Can't find the right typeface? Why not consider creating your own? We chatted to Slovakian graphic and typeface designer Peter Biľak, based in The Hague, Netherlands, and he shared his tips and advice for designers creating typefaces.
Should graphic designers create their own typefaces?
I applaud people who try to make fonts. It deepens their understanding of typography and type design. They will also appreciate existing typefaces more. Having said this, type design is dependent on a particular set of skills, which take time to acquire.
I teach type design at the Royal Academy of Art in The Hague, and the usual pattern with our students is that they quickly want to create typefaces that they will publish and sell. It usually takes them a year or so, and by the time they are finished, they develop basic understanding of letterforms and realise that they have to start all over again. Their skills haven't caught up with their critical eye yet.
Type design is like making pancakes. The first one will not be good, but it is important to make it to get the good ones later.
Where do you get your inspiration from for a typeface?
I'm personally interested in things which haven't been done, pushing old ideas further, and looking for new ones. It comes out of drawing a lot. I always cary a sketchbook, where I try different ideas. Most of them are rejected, or lead to other ideas.
It is not a problem to draw any form I choose. The most time consuming thing is to find the idea that is worth developing into a fully fledged typeface. Anyone can learn to control the bezier curves very quickly, but that doesn't make one a type designer, at least no more than mastering basic grammar makes one a writer.
Inspiration comes from the larger world, form the techniques we use, how the typeface will be used, what will it be its typical context, will it be read on screen or on paper.
I often look at other languages, too, and they may inspire different solutions. Our foundry offers not just fonts for Latin-based languages, but also Greek, Cyrillic, Arabic, Armenian, Devanagari, and working on other complex writing scripts.
How do you go about creating a typeface?
After identifying the idea, I test it in a word, usually creating small drawings. When I see potential in these drawings, I take it to the computer, where I explore the details. The devil lies not in the detail, but in the whole image, so it is important to evaluate if the idea works across all letters, rather than just focusing on a single one.

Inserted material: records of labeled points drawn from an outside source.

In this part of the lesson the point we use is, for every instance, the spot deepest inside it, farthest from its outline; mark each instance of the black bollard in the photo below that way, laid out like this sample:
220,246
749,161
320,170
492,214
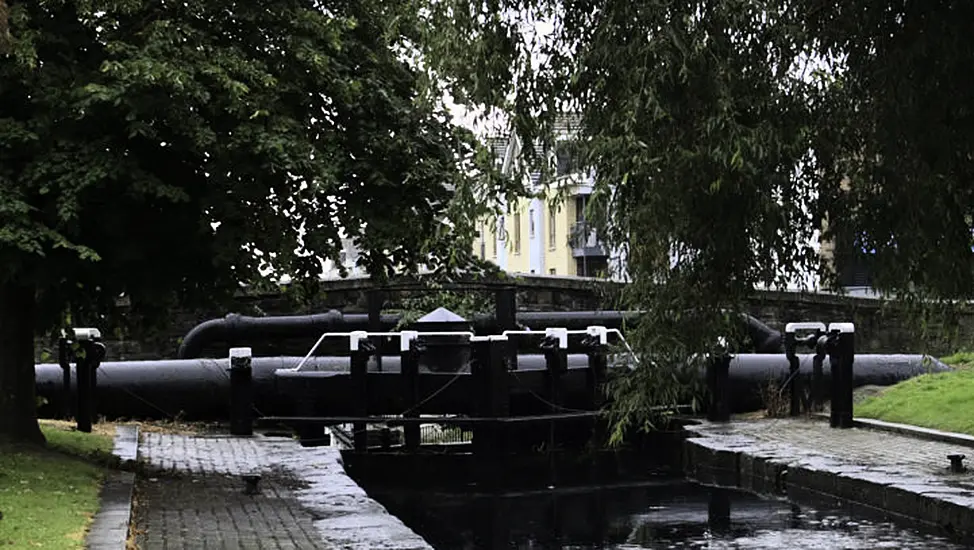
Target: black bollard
360,350
64,360
410,349
718,510
796,384
505,312
555,348
87,339
597,347
375,299
241,392
718,386
489,375
841,347
83,416
818,373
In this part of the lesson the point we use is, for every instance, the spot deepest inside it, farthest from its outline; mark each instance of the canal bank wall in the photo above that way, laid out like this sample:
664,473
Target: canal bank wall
864,469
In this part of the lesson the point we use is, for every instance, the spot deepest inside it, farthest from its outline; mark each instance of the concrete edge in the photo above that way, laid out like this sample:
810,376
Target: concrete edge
720,461
928,434
110,527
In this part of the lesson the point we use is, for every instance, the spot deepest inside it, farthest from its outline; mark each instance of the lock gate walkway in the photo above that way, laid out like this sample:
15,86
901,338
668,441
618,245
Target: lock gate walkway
195,497
897,471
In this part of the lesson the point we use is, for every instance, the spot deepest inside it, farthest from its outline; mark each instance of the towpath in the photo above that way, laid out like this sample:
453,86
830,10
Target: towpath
893,473
195,498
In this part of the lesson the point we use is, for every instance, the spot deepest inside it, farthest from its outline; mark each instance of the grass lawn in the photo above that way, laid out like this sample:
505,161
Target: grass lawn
942,401
48,496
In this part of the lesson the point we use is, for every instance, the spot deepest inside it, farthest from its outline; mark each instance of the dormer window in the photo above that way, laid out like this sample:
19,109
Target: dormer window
566,158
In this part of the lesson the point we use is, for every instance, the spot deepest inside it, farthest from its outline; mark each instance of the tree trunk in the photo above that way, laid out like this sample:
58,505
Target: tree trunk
18,404
5,39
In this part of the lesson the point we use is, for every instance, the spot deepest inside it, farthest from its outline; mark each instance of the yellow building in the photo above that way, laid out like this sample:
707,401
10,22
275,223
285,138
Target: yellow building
544,237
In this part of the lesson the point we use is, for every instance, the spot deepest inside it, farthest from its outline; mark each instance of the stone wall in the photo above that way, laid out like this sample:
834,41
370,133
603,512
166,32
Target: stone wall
881,327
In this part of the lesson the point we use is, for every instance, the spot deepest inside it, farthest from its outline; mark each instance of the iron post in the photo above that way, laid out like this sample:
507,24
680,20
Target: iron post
718,382
87,339
241,392
360,349
796,384
410,350
841,357
64,360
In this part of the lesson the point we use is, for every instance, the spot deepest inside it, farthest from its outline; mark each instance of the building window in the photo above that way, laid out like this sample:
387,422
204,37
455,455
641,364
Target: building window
517,233
552,229
566,159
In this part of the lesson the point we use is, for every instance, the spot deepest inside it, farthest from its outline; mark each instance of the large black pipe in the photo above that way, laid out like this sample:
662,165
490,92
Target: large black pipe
199,388
240,328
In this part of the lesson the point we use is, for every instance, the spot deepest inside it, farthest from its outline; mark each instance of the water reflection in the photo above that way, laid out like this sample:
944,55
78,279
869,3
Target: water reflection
659,514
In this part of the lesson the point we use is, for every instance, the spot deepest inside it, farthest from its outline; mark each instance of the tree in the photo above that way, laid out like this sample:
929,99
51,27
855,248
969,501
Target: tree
725,133
171,151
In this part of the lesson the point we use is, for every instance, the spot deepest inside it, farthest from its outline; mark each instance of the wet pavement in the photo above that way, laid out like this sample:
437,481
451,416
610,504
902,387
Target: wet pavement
669,513
196,497
805,460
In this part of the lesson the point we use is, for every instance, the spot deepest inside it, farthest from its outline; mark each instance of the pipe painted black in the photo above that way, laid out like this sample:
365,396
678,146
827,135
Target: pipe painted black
241,328
199,388
752,373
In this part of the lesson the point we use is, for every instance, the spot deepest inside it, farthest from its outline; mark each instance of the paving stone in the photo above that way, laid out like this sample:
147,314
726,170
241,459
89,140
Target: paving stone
890,471
305,501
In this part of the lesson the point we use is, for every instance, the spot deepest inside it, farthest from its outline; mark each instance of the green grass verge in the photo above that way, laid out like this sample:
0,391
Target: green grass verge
941,401
48,496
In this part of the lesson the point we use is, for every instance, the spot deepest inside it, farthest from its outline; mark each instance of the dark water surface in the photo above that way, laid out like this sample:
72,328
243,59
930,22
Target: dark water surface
664,513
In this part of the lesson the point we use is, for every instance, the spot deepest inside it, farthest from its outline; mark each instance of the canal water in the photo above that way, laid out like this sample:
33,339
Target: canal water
665,512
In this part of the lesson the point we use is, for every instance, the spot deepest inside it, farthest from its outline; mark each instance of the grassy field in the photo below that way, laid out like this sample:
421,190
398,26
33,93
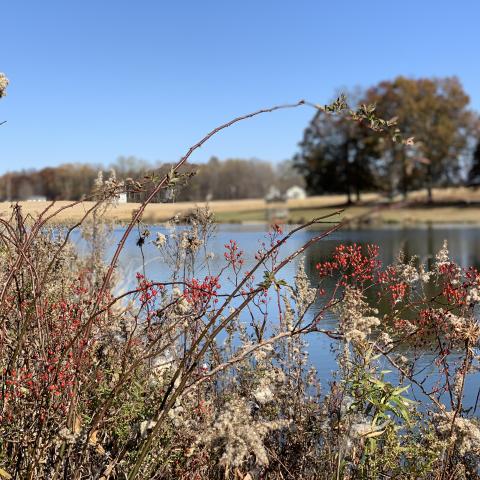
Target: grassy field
455,205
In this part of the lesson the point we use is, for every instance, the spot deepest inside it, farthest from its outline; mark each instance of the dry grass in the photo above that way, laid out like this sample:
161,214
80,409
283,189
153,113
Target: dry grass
452,205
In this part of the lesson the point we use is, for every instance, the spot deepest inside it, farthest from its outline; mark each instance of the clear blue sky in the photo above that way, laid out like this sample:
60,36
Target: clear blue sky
95,79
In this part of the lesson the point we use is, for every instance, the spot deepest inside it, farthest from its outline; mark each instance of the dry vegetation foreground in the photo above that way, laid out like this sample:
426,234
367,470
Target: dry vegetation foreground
452,205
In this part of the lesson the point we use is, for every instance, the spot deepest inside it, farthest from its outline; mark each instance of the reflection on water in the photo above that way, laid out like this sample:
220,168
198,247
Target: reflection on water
463,243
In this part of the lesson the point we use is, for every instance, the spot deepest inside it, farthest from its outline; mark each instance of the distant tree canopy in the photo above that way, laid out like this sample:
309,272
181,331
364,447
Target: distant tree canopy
215,180
337,155
474,173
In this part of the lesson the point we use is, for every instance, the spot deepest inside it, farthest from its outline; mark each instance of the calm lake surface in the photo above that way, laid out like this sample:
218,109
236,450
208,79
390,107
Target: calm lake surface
463,242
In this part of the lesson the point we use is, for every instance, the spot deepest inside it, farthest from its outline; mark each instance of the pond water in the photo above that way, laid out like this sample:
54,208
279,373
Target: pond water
463,242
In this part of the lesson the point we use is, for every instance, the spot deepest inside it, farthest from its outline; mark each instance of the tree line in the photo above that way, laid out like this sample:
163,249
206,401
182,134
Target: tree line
337,155
228,179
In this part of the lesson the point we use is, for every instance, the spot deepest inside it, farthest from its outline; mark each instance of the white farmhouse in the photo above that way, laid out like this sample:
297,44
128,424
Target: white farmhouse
296,193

Slowly, a whole set is made, and depending on the intention of the typeface – is it for display or text purposes? – I decide on the character set. Does the design need special glyphs, ligatures, small caps, alternative shapes, extended language support? These choices are dependant on the design idea.
I usually work in a mix of software: from commercially available ones – FontLab, RoboFont – to self-made scripts, or tools made by colleagues. If the design consists of several styles – it's likely there will be two, three or more master styles, which will be interpolated, and outlines need to be prepared for interpolation in Prepolator, a wonderful tool by Tal Lemming.
Interpolation is made in Superpolator, a tool made by Erik van Blokland. Those are small tools, which are great for doing one single thing, rather than trying to be a one-box solution. There are special tools for spacing and kerning the fonts, and special tools for hinting them.
There is plenty of testing in all stages, printing, evaluating design, going back to design. The process is not linear, but full of detours, going back and forth, until the typeface is doing what I intended to do.
What problems do you tend to encounter?
A typical problem is that the workflow creating for one project is not working on a new one. Each typeface that I've worked on usually requires modifying our workflow, often creating new tools to make it more efficient. Typefaces are easy to start drawing, but difficult to complete, so overcoming the technical part is the biggest hurdle for most designers. One has to have a certain rigour to finish things, and it may take a very long time to complete and publish them.
I am lucky to work with more people to complete them. It would be, for example, difficult to finish without the help of Nikola Djurek, who has been working with us for many years.
With the advent of self-publishing, and one-man-foundries, a problem is also to recognise a value in the work, since the maker often lacks the outsider's perspective.
In other forms of publishing you have the editor and publisher who provide the feedback and improve the results. In self-publishing, it is easy to publish sub-standard work, because of the lack of critical response. It takes experience to judge what is worth publishing, and what should wait and be developed further.